# The death of Breonna Taylor and no knock warrants.



## RodneyFarva

No winners. 
Colion Noir (link below) has a lot of good points.





The FBI is now investigating the death of Breonna Taylor, who was killed by police during a raid at her home in Louisville, Kentucky.

Taylor, 26, was at home with her boyfriend on March 13 when three plainclothes officers with the Louisville Metro Police Department arrived to execute a search warrant in a drug case. The couple thought their home was being broken into, according to a lawsuit from Taylor's family.

The FBI's Louisville branch announced Thursday that it was investigating the shooting after numerous media requests.

"The FBI will collect all facts and evidence and will ensure that the investigation is conducted in a fair, thorough, and impartial manner," the statement said.
Kentucky Attorney General Daniel Cameron previously said that he was asked to serve as a special prosecutor.

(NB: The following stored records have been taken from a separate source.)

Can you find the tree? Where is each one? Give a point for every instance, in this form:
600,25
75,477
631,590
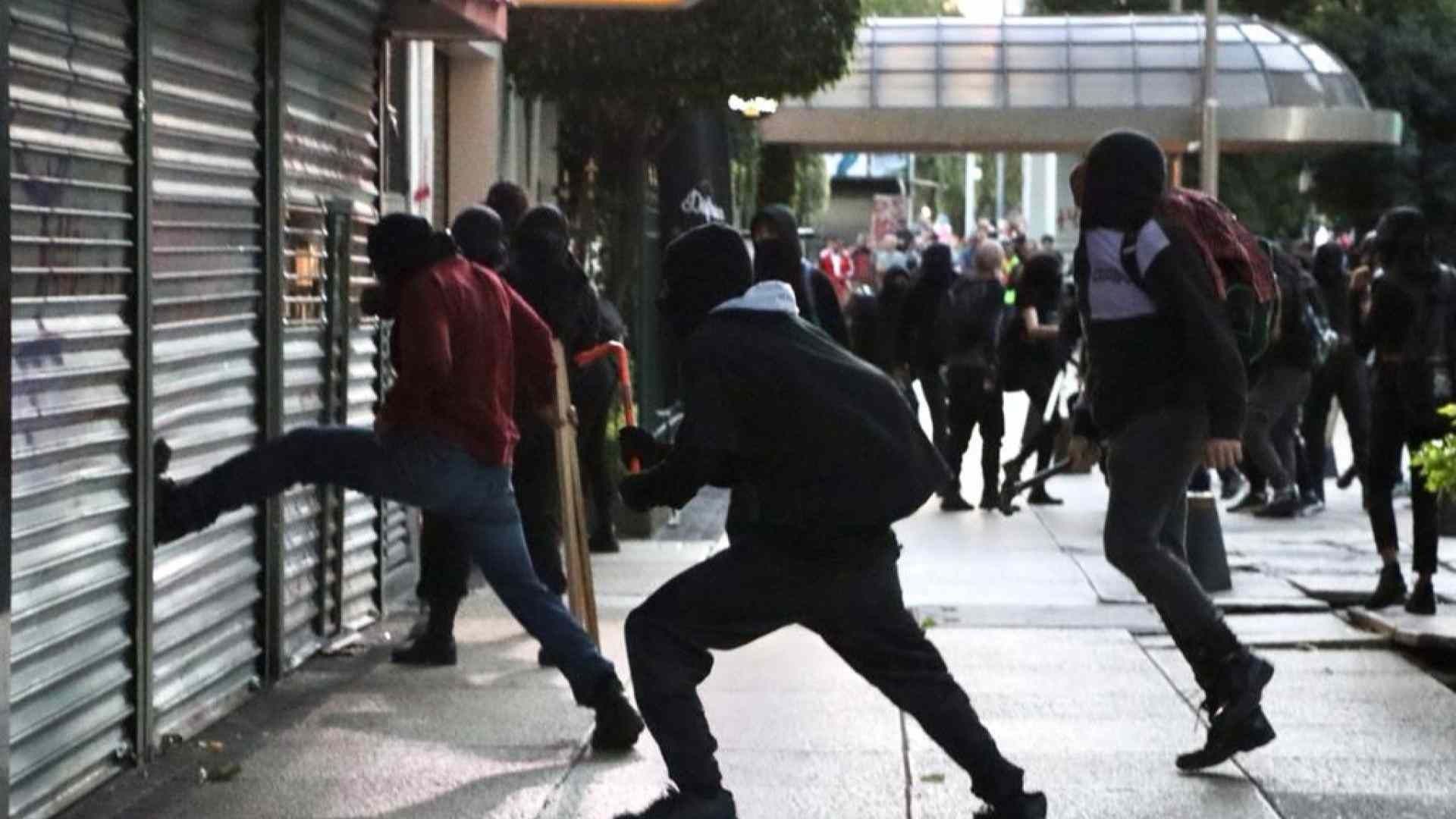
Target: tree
622,79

Gov. Andy Beshear called on Cameron last week to "carefully review the results of the initial investigation to ensure justice is done at a time when many are concerned that justice is not blind."

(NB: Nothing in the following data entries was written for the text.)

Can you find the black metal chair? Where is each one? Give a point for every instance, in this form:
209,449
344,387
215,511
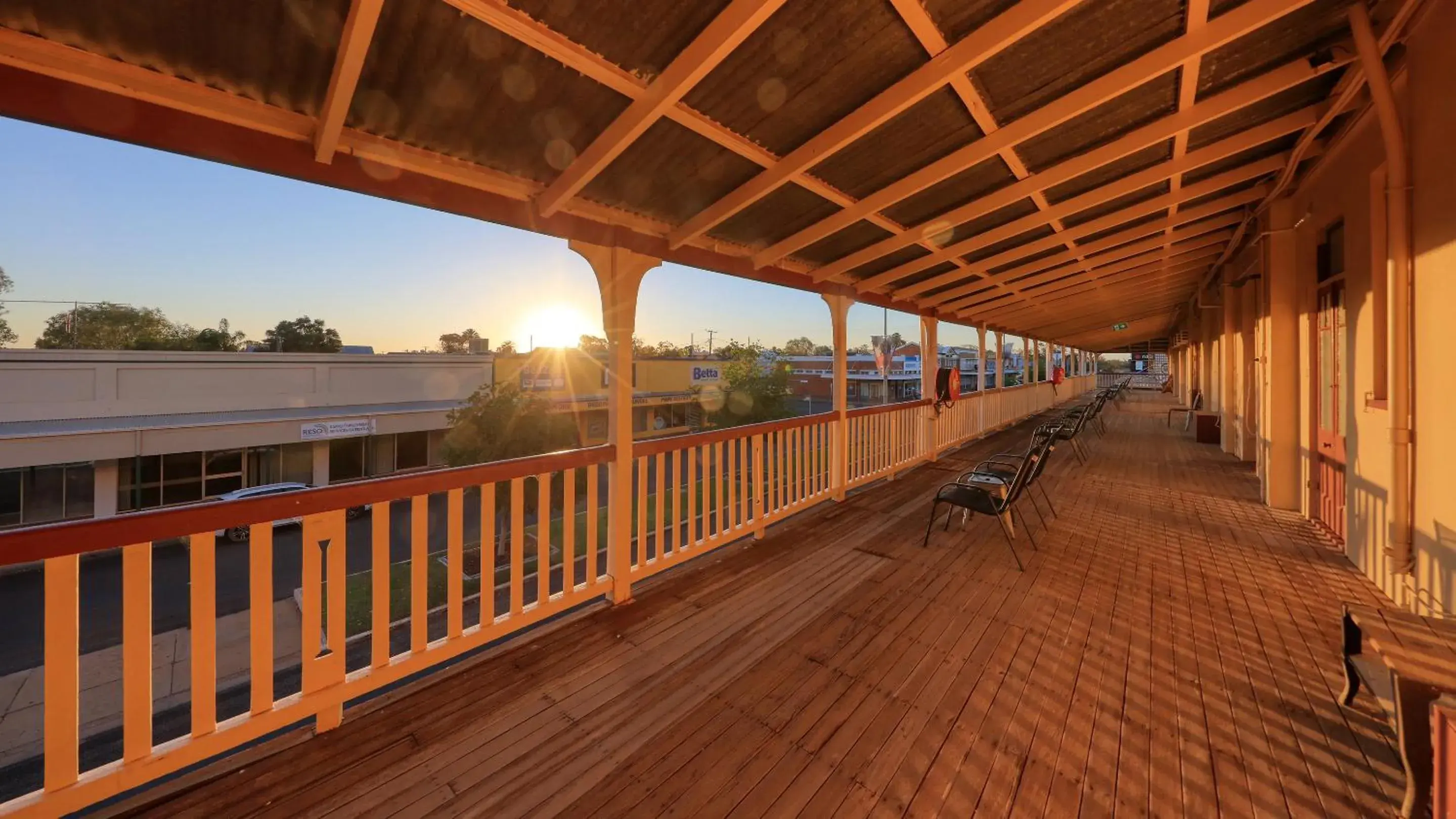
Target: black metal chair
1071,430
1005,466
1002,505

"The public reports concerning the death of Breonna Taylor are troubling," he said in a statement.

Louisville Metro Police Chief Steve Conrad announced his resignation, after eight years on the job, amid the investigation into Taylor's death, the Courier-Journal reported Thursday. 
According to The Courier-Journal, a judge had approved a "no-knock" search warrant, meaning police could enter the home without identifying themselves.

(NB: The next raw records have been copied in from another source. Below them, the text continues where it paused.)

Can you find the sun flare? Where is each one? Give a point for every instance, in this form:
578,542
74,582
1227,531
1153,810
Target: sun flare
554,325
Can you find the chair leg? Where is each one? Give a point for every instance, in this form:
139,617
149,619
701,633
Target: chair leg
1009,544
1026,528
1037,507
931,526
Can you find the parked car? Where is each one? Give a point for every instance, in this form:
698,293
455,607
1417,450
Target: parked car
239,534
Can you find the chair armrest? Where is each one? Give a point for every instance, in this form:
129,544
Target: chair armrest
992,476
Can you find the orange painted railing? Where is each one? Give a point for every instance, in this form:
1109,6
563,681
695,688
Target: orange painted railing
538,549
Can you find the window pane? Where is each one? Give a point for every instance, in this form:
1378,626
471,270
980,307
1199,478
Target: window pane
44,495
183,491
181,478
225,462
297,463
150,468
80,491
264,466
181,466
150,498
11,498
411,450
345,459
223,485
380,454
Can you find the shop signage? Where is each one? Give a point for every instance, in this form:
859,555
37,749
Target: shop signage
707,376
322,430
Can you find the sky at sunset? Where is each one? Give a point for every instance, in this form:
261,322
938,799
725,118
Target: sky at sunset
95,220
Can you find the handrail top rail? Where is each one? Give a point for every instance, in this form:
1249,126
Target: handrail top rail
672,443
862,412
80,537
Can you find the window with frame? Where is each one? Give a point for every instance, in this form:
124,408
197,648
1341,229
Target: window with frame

Though the lawsuit filed by Taylor's family alleges that police did not knock or identify themselves before entering the apartment, police Lt. Ted Eidem said during a March 13 news conference that officers had knocked on the door several times and "announced their presence as police who were there with a search warrant."

After forcing their way in, they "were immediately met by gunfire," Eidem said.

Taylor's boyfriend, Kenneth Walker, 27, had a license to carry and kept firearms in the home. Walker called 911 at the time of the raid, believing it was a break-in, and grabbed his gun in self-defense, according to the family lawsuit. Walker, who shot an officer in the leg, was arrested and charged with assault and attempted murder on a police officer.

Civil rights attorney Ben Crump, who also represented the family of Ahmaud Arbery in Georgia, was hired by Taylor's family. Crump called Taylor's death a "senseless killing" and condemned the police department for a lack of transparency.

"We stand with the family of this young woman in demanding answers from the Louisville Police Department," the attorney said in a statement on Twitter last week.


----------



## mpd61

Yeahhhhhhhhh.............
If you're gonna do this kind of thing, triple-verify you got the right address and have some hard first person intel before you even think about this type of stuff. No knock warrant on a business downtown maybe. Some apartment complex with civilians at zero-dark-thirty. I'd volunteer to get the coffee and donuts, just saying LOL


----------



## CCCSD

Stupid situation, no intel...didn’t they research his background and know he was CCW? Had guns? What exigency existed for a No Knock? No uniforms? WTF? WHY? Oh. Dope. Yeah...so fucking important for Narcs to get their raid on, violating every safety practice since forever. 
Not taking sides, just pointing out. If the COP resigned, it’s a shit show.


----------



## USAF286




----------



## CCCSD

Ed Markey is a bigoted fool. Fuck him and his ilk.


----------



## PG1911

I hope Markey gets dick cancer.

That being said, two things:
1) The lefties, once again, can kiss my ass and lick my grundle. Those cops were acting in good faith and Taylor's boyfriend opened fire on them. He thought they were home invaders and they thought he was the drug dealer trying to shoot it out with them. This was a very tragic misunderstanding, not a racist murder. The facts have to fit the crime, not just their willfully ignorant emotions.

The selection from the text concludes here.